JANUARY 17, 2008
Fearful of legal action from groups like Judicial Watch, lawmakers in different parts of the country have abruptly rescinded support for measures that would have benefited illegal immigrants and violated laws in the process.
This week Maryland’s governor withdrew his costly plan to issue separate driver’s licenses to illegal immigrants and legal residents while, across the country in San Antonio Texas, officials blocked their own proposal to open a publicly funded day laborer center to accommodate illegal aliens in search of employment.
The about face by Maryland Governor Martin O’Malley actually reversed a long-standing policy that made the state only one of seven to grant official driving privileges to illegal immigrants, even though federal law requires proof of legal status before obtaining a driver’s license.
O’Malley wanted to adopt a two-tier approach in which applicants who could not document their legal presence in the U.S. would only get a special license to drive in Maryland but not a card that would be accepted as identification at airports or in other states. The plan was projected to cost taxpayers between $60 million and $80 million.
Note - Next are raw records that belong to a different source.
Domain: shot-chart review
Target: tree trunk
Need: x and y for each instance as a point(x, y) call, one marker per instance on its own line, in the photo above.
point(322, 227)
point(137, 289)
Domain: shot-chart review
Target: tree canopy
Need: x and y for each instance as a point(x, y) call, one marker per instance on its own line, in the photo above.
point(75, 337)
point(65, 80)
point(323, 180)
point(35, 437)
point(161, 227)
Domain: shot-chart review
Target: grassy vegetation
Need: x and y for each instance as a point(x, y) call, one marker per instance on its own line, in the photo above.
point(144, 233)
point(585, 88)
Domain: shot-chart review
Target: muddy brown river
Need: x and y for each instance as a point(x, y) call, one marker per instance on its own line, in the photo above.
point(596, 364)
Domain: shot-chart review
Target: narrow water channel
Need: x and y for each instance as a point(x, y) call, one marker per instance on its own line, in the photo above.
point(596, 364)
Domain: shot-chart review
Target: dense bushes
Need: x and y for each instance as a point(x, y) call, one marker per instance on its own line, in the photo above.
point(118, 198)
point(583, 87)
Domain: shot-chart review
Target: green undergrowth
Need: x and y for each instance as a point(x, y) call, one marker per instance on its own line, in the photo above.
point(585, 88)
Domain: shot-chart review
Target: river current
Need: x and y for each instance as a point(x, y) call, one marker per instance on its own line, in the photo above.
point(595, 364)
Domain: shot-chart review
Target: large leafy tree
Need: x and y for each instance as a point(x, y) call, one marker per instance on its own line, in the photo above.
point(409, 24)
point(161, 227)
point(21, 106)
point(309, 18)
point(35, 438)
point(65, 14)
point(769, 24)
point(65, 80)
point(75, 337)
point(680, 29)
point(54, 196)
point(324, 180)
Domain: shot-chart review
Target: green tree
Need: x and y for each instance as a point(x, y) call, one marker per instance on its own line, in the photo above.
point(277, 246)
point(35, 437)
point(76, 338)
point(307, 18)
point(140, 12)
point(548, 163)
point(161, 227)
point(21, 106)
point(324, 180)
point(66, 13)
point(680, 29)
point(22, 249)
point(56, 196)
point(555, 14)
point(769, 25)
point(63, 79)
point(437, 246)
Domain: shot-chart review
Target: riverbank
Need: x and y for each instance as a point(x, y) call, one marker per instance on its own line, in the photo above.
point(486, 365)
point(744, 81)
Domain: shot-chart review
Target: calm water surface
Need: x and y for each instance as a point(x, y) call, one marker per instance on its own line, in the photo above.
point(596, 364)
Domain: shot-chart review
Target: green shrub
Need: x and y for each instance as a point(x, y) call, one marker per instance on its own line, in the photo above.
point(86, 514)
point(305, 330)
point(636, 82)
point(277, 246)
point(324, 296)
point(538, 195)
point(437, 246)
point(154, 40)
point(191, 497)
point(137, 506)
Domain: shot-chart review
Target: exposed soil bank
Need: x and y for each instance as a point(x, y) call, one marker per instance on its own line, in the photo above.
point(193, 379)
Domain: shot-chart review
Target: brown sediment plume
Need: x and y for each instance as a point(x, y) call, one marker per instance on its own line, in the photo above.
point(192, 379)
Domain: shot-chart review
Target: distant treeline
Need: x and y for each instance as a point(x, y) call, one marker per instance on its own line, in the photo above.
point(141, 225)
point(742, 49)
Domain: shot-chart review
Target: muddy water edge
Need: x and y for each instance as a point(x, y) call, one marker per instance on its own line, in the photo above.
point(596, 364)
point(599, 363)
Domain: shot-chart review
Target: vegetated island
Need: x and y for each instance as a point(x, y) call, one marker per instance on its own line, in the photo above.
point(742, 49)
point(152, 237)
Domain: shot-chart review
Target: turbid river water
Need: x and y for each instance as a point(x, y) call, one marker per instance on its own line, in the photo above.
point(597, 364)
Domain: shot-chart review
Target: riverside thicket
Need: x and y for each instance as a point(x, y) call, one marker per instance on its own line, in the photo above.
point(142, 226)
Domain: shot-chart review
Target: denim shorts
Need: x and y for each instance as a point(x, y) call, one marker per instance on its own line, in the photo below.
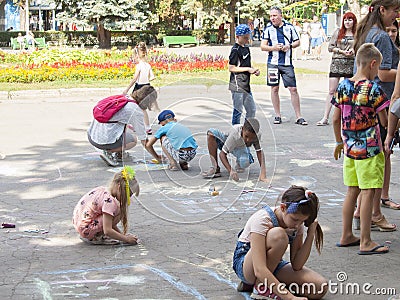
point(179, 156)
point(220, 137)
point(238, 259)
point(129, 138)
point(243, 155)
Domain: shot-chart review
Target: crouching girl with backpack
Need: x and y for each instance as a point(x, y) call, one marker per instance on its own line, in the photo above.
point(124, 128)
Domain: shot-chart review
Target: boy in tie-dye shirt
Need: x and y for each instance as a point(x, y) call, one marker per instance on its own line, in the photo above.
point(358, 101)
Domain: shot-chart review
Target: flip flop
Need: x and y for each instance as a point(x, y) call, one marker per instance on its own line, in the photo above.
point(212, 173)
point(356, 243)
point(373, 251)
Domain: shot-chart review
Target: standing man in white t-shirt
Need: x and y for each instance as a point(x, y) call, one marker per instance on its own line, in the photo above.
point(279, 39)
point(317, 37)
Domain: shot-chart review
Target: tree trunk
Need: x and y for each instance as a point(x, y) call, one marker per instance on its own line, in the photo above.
point(104, 37)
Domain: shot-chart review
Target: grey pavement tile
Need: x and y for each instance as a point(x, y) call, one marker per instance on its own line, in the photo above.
point(188, 236)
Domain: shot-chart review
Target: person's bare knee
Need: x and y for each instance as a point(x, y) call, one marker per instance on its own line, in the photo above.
point(276, 244)
point(292, 89)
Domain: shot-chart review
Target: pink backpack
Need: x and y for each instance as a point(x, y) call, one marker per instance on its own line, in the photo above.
point(106, 108)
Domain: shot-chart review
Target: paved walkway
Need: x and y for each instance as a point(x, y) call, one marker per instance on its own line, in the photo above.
point(187, 236)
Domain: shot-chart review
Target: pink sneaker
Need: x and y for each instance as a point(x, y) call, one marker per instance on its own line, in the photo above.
point(263, 292)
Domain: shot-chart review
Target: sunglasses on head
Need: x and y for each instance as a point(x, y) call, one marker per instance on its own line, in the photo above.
point(292, 206)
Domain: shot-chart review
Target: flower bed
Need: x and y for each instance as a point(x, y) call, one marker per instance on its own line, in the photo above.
point(79, 65)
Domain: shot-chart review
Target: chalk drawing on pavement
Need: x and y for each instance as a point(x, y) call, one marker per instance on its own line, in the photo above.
point(73, 281)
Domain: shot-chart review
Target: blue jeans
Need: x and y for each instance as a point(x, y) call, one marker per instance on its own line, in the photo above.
point(238, 260)
point(241, 99)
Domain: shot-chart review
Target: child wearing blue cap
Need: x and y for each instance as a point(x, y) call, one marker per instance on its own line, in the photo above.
point(240, 70)
point(176, 139)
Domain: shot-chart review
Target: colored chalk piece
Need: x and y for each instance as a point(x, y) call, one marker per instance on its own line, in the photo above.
point(7, 225)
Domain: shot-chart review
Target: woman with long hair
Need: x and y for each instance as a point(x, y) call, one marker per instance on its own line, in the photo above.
point(341, 45)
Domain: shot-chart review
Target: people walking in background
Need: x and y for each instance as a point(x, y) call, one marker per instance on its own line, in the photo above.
point(393, 32)
point(317, 37)
point(279, 40)
point(240, 70)
point(97, 214)
point(177, 141)
point(358, 101)
point(221, 33)
point(341, 45)
point(305, 40)
point(250, 23)
point(258, 257)
point(372, 29)
point(143, 75)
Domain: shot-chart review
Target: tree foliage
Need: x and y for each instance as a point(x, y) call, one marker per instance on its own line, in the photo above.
point(105, 14)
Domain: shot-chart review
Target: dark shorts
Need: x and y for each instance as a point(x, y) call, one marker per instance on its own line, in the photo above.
point(238, 259)
point(274, 72)
point(117, 144)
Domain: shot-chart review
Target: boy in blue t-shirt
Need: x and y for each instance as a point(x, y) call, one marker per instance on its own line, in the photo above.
point(177, 141)
point(240, 70)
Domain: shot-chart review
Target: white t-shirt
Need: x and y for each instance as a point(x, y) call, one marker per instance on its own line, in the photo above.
point(235, 140)
point(315, 30)
point(146, 73)
point(260, 222)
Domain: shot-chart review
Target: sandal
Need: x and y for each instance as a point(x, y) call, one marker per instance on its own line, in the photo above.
point(301, 121)
point(173, 168)
point(392, 204)
point(384, 225)
point(212, 173)
point(323, 122)
point(356, 223)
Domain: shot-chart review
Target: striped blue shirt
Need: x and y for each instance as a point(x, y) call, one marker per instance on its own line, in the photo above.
point(275, 35)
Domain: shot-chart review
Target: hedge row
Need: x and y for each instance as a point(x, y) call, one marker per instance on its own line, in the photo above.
point(118, 38)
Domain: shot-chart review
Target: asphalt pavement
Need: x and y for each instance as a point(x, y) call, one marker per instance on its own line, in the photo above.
point(187, 236)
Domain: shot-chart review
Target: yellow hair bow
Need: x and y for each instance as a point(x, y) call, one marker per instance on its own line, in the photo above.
point(128, 173)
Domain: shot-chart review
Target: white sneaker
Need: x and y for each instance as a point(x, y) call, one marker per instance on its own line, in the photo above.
point(109, 158)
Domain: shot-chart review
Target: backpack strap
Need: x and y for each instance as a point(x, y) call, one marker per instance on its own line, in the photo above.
point(271, 215)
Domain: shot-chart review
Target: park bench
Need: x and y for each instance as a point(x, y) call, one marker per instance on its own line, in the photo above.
point(40, 43)
point(179, 40)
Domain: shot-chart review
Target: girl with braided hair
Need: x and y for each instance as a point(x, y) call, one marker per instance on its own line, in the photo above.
point(98, 213)
point(258, 258)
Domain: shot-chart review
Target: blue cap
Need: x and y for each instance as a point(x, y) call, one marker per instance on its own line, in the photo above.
point(242, 29)
point(165, 115)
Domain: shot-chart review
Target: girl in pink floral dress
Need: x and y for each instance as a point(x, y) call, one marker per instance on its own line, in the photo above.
point(97, 213)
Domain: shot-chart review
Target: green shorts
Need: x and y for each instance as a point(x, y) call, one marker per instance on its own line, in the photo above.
point(364, 173)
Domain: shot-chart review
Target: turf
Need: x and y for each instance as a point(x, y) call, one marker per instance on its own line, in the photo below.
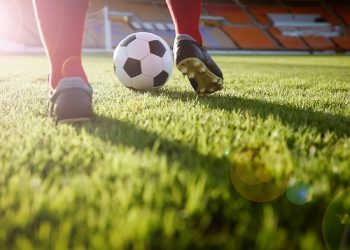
point(152, 171)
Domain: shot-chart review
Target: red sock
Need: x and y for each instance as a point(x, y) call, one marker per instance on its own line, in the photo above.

In San Antonio, officials basically killed a plan to open a publicly funded day laborer center just as the City Council was on the verge of adopting a measure to create the facility where illegal aliens, mostly from Mexico and Central America, could gather and be hired.
Instead the City Council scrapped the plan indefinitely, apparently fearful of costly legal challenges that would ultimately defeat the measure anyways. Judicial Watch sued the town of Herndon, Virginia, on behalf of U.S. taxpayers, for opening a day laborer center that was eventually shut down by the legal challenge. A similar Judicial Watch lawsuit is still active against Laguna Beach, California, which operates its day laborer center with public money.